Ces projets sont contestés par des associations, des élus du conseil de Paris, ainsi que des voisins des terrains d’assiette.

Suite au rejet implicite des recours gracieux intentés contre chacun des projets, le Tribunal administratif de Paris est saisi de plusieurs recours pour excès de pouvoir.

Si la plupart des moyens sont écartés et si l’un des trois jugements conclut au rejet de la demande, les permis de construire attaqués sont annulés par le juge administratif sur le fondement de l’atteinte à la salubrité publique.

L’article R111-2 du code de l’urbanisme dispose qu’un projet « peut être refusé ou n’être accepté que sous réserve de l’observation de prescriptions spéciales s’il est de nature à porter atteinte à la salubrité ou à la sécurité publique du fait de sa situation, de ses caractéristiques, de son importance ou de son implantation à proximité d’autres installations ».

C’est sur le fondement de la salubrité publique, et notamment sur les risques graves pour la santé humaine engendrés par le projet, que les associations demandent l’annulation des arrêtés des 29 mars et 30 août 2019.

Par un considérant identique aux deux projets, le juge considère que :

« ce lieu d’implantation est marqué, dans sa configuration actuelle, par un niveau élevé de pollution de l’air, au-delà des valeurs limites fixées par le code de l’environnement et les recommandations de l’Organisation mondiale de la santé pour la concentration de dioxyde d’azote (NO2) et de particules fines (PM10), qui s’élèvent à 40 microgrammes par mètre cube d’air, avec un dépassement général de ces valeurs sur les points de mesure retenus pour la concentration de dioxyde d’azote et un dépassement localisé pour les particules fines ».

Puis, il relève que si la réalisation du projet n’a pas pour effet d’augmenter la pollution de l’air ambiant sur le terrain d’assiette, il ressort des pièces du dossier et notamment de l’étude d’impact qu’une augmentation significative de la pollution est attendue aux alentours du projet et concernera des populations fragiles.

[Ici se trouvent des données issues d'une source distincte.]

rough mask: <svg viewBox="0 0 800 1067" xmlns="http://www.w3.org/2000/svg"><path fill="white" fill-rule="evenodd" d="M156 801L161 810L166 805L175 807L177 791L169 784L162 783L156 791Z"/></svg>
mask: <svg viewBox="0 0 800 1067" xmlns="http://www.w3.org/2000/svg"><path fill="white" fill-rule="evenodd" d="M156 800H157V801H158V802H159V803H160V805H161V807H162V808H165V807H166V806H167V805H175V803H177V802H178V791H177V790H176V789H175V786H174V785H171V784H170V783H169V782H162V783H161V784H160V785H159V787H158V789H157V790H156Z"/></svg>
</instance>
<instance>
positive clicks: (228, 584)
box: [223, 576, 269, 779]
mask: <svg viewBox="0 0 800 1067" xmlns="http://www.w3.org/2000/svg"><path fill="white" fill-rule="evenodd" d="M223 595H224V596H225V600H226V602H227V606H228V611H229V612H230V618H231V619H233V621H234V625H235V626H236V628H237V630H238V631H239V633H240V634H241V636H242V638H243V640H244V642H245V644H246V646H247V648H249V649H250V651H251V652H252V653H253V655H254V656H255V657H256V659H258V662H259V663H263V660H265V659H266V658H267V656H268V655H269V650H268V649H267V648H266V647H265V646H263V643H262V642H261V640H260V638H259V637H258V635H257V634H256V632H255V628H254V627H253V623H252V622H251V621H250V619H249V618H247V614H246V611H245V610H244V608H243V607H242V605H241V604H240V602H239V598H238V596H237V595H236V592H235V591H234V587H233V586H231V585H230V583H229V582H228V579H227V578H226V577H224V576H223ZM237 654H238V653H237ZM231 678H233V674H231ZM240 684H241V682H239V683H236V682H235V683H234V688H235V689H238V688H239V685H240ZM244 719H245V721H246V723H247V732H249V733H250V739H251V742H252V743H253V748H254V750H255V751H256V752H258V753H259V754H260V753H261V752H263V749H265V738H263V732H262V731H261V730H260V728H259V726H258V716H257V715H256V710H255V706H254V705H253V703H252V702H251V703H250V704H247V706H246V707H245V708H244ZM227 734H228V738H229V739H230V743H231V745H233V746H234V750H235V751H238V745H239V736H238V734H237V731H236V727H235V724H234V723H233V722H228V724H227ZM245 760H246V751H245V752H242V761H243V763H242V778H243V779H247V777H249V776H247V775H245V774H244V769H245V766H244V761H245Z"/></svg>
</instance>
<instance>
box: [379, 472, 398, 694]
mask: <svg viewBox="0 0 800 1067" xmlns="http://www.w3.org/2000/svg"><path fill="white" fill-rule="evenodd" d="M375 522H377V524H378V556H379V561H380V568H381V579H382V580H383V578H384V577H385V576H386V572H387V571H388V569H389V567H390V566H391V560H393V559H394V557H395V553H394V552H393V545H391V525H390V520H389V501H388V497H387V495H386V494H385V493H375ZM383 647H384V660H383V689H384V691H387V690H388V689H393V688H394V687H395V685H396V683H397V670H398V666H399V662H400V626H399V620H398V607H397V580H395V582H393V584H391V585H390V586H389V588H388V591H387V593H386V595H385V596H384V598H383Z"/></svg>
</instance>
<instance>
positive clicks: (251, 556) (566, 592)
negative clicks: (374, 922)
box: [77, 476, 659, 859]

Le juge évoque notamment la présence d’une maison de retraite et d’une future crèche.

Cette atteinte à la salubrité publique identifiée, le juge se prononce ensuite sur les prescriptions spéciales imposées par la maire de Paris et sur les mesures envisagées directement par les pétitionnaires, pour apprécier si elles sont de nature à compenser l’atteinte à la santé humaine.

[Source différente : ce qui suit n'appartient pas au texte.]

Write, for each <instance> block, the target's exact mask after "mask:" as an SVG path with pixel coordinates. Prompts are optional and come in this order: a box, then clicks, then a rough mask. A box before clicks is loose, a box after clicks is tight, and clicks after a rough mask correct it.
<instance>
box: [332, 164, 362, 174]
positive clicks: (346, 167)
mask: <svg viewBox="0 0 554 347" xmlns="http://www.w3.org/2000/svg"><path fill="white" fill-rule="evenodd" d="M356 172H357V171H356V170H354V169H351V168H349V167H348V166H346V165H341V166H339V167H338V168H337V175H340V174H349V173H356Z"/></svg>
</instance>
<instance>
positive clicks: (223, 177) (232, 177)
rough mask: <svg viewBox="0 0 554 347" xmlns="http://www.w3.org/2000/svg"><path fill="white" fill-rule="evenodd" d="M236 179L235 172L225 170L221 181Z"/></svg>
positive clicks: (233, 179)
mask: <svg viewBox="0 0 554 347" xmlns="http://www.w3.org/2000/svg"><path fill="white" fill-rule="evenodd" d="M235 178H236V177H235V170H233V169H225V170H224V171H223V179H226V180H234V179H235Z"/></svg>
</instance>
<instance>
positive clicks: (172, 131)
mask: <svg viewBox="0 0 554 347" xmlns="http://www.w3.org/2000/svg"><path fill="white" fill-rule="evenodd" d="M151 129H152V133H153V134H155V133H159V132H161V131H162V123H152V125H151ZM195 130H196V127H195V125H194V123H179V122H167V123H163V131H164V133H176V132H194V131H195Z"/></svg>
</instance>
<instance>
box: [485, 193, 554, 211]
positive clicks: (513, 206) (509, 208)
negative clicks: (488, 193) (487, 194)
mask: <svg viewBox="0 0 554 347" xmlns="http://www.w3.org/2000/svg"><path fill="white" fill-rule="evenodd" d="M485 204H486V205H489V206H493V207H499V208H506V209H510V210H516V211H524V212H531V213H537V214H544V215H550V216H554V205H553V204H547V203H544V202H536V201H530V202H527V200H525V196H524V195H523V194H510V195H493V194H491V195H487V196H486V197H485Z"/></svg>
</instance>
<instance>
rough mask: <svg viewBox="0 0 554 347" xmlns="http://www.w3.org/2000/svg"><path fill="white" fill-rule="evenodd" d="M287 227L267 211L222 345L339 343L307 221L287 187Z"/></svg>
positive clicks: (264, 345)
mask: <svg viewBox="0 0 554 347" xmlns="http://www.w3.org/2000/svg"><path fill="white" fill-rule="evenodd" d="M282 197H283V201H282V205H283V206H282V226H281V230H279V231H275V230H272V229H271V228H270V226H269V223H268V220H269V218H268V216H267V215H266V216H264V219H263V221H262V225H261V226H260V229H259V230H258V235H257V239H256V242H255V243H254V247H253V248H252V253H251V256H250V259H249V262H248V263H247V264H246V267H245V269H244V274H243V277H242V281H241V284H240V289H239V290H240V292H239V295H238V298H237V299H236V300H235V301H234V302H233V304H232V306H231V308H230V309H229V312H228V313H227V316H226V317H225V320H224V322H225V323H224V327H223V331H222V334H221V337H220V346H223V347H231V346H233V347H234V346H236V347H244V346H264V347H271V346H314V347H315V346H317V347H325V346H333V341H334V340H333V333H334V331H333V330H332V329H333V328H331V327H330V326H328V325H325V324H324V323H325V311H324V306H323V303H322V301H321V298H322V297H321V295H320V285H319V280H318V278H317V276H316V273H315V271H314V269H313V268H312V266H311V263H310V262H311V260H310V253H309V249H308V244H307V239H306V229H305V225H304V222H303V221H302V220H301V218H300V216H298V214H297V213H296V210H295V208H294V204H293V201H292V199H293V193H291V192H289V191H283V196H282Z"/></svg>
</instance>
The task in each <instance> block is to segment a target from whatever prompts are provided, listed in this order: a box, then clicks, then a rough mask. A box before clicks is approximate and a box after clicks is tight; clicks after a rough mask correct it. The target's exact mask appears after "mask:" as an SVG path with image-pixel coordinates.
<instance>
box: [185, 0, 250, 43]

Concernant le projet que porte la SCCV « Mille arbres », le juge considère les prescriptions spéciales imposées par la maire de Paris au pétitionnaire insuffisantes, notamment en ce que l’autorité compétente pour délivrer une autorisation d’urbanisme ne peut se contenter, lorsque le projet porte atteinte à la salubrité publique, de prescriptions « qui revêtent un caractère général et dont la réalisation est incertaine et hypothétique ». Le juge rejette également les mesures définies par le pétitionnaire. En effet, bien que ce dernier ait « produit plusieurs études, réalisées entre novembre 2019 et juin 2021, faisant état de solutions de dépollution testées en laboratoire et par des bureaux d’études, destinées à s’assurer du respect de la prescription relative à l’absence de dépassement des valeurs-limites règlementaires, il est constant que ces différentes études n’ont été soumises ni au public, dans le cadre de l’enquête publique, ni aux services de la ville de Paris dans le cadre de l’instruction du permis de construire ».

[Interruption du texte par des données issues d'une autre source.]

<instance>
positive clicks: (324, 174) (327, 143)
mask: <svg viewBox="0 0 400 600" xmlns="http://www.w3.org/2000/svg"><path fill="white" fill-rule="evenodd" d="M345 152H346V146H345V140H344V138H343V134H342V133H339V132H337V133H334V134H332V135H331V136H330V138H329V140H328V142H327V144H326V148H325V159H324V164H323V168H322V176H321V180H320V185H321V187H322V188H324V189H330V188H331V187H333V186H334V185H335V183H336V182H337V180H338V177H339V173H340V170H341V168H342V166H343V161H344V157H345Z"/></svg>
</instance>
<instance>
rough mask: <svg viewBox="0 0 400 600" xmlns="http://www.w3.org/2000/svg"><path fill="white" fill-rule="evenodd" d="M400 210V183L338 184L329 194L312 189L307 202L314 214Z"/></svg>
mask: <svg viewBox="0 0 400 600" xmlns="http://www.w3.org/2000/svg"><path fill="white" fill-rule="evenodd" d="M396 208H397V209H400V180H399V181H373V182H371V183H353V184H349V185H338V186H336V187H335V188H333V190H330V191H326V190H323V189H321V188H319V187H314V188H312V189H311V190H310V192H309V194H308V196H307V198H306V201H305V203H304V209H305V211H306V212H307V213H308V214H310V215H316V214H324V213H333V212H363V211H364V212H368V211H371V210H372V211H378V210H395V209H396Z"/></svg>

Concernant le projet porté par « Ville multi-strates » le juge relève, après avoir également considéré insuffisantes les mesures portées par le pétitionnaire, qu’en raison des caractéristiques mêmes du projet, « la maire de Paris ne pouvait assortir le projet de prescriptions spéciales satisfaisantes sans y apporter des modifications substantielles ».

Enfin, par application des articles L.600-5 et L.600-5-1 du code de l’urbanisme, le tribunal administratif juge que « L’illégalité dont le permis de construire est entaché n’apparaît pas susceptible d’être régularisée sans changer la nature même du projet ».

Compte tenu de cette impossibilité de régularisation, le juge prononce l’annulation des arrêtés ayant délivré les autorisations d’urbanisme ainsi que les décisions implicites de rejet nées du silence gardé pendant plus de deux mois par la maire de Paris.